Elle se tourna vers lui. Dans la pénombre de l’habitacle, son visage paraissait tout jeune — comme dix ans plus tôt, lorsqu’ils s’étaient rencontrés.
— Ne dis rien, — murmura-t-elle. — On va y arriver.
Igor chercha sa main et serra ses doigts glacés. Natalia entrelaça les siens aux siens — fort, comme ce soir-là, lors de leur premier rendez-vous au parc.
Enfin, la voiture démarra. Ils quittèrent la cour, laissant derrière eux les fenêtres éclairées de l’appartement des beaux-parents. Artiom fit un petit bruit dans son sommeil, serrant son lapin un peu plus fort.
— On va où ? — demanda Igor au feu rouge.
— Chez maman. Et demain, on commencera à chercher le nôtre.
Devant eux, il y avait l’inconnu, mais Natalia souriait à travers ses larmes.
Des cartons s’entassaient dans l’entrée du nouvel appartement. Artiom traîna un ours en peluche par-dessus le seuil, le laissant glisser sur le sol poussiéreux. Natalia déballait la vaisselle, défaisant de vieux journaux.
— Maman, ici, j’ai le droit de sauter sur le canapé ? — demanda son fils en jetant un œil au salon.
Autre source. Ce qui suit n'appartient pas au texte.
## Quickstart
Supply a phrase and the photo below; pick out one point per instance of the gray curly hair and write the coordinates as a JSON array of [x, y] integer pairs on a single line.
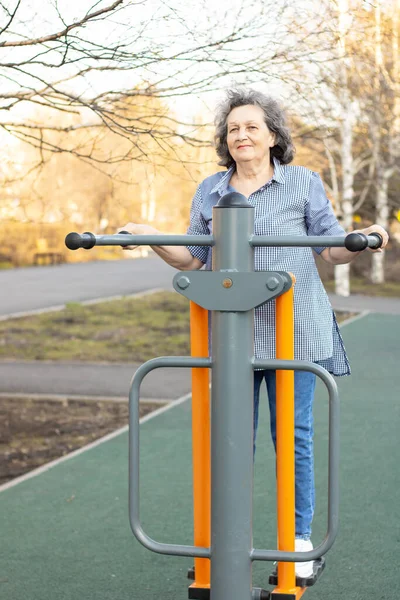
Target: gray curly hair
[[274, 118]]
— Oui, — sourit-elle, et le petit s’élança pour se laisser tomber sur les coussins.
Igor peignait le mur de la chambre d’enfant. La peinture bleu clair s’étalait de façon irrégulière sur le vieux plâtre, mais il appliquait consciencieusement une deuxième couche. Sous ses pieds, le parquet desséché grinçait.
— On a livré la table ! — cria-t-il depuis la pièce. — Demain on ira la chercher, le voisin nous aidera avec sa voiture.
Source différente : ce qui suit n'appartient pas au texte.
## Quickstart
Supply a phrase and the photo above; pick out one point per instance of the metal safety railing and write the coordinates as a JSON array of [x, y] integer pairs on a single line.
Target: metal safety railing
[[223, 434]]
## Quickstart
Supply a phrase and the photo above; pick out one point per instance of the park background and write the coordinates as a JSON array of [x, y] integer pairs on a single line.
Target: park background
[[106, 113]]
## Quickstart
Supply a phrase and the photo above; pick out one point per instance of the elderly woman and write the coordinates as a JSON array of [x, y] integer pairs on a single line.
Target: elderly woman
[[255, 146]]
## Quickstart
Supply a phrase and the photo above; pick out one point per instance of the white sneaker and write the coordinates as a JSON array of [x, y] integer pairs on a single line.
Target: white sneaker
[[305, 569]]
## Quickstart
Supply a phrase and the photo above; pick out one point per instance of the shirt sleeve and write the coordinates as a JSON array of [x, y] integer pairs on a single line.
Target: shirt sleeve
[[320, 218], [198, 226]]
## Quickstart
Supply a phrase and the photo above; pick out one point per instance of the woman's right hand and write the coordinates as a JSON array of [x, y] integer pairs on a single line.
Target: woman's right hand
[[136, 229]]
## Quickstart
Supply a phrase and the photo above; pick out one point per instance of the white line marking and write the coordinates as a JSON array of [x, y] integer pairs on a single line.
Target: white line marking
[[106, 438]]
Ils avaient trouvé la table à manger sur une annonce — massive, le vernis écaillé, mais solide. Comme le reste des meubles : une commode de seconde main, des chaises récupérées chez des connaissances ; seul le canapé était neuf — pour Artiom.
Le soir, ils s’assirent dans la cuisine et burent du thé dans des tasses dépareillées. Artiom dessinait à sa petite table, la langue sortie tant il s’appliquait. Il ne se retournait pas, ne sursautait pas au moindre bruit.
— Tu souris, — remarqua Igor en serrant sa femme dans ses bras.
— Vraiment ?
Natalia ne s’en était même pas aperçue. Ces dernières semaines, ils ne s’étaient disputés aucune fois. Igor rentrait du travail et, la première chose qu’il faisait, c’était de l’embrasser — au lieu d’aller rendre des comptes à ses parents.
Le téléphone restait muet. La mère d’Igor ne répondait pas aux appels, son père raccrochait, prétextant être occupé. Igor fronçait les sourcils en regardant l’écran devenu noir.
— Ils vont finir par se calmer, — dit doucement Natalia. — Le temps guérit.
Natalia retournait des beignets dans la poêle quand l’interphone sonna. Artiom courut vers le combiné, se hissant sur la pointe des pieds.
— Qui c’est ?
Un silence s’étira dans le haut-parleur, puis une voix familière retentit :
— C’est grand-père. Ouvrez.
Igor se figea, sa tasse de café à mi-chemin de la bouche. Natalia éteignit la plaque.
Sur le seuil se tenait Vladimir Sergueïevitch. Le vent avait ébouriffé ses cheveux gris, des cernes creusaient ses yeux. Il tenait une boîte en carton.
— Les jouets d’Artiom, — marmonna-t-il. — Je les ai retrouvés dans le garage.
Artiom passa la tête derrière l’épaule de sa mère et tendit les mains vers la boîte. À l’intérieur se trouvaient ses petites voitures et son jeu de construction.
Le beau-père se déplaçait d’un pied sur l’autre, le regard perdu au-dessus de leurs têtes.
— Il me semble que… — il s’éclaircit la gorge. — J’aurais dû comprendre plus tôt que les enfants ont le droit de vivre leur propre vie.
— Entrez, — Natalia s’écarta pour le laisser passer. — Vous prendrez du thé ? Je viens de faire des beignets.
Vladimir Sergueïevitch entra lentement, examinant l’entrée et son porte-manteau bricolé. De la cuisine, un vieux poste de radio diffusait une musique douce. La table était couverte d’une nappe à carreaux, et dans un vase se dressaient des branches sèches de sorbier.
Il s’assit sur la chaise qu’on lui tendait et prit la tasse. Artiom grimpa sur ses genoux pour lui montrer un nouveau dessin.
— Vous êtes bien ici, — dit doucement le beau-père.
Natalia hocha la tête. La haine s’était dissipée en même temps que la peur. Ici, entre leurs propres murs, elle pouvait être elle-même.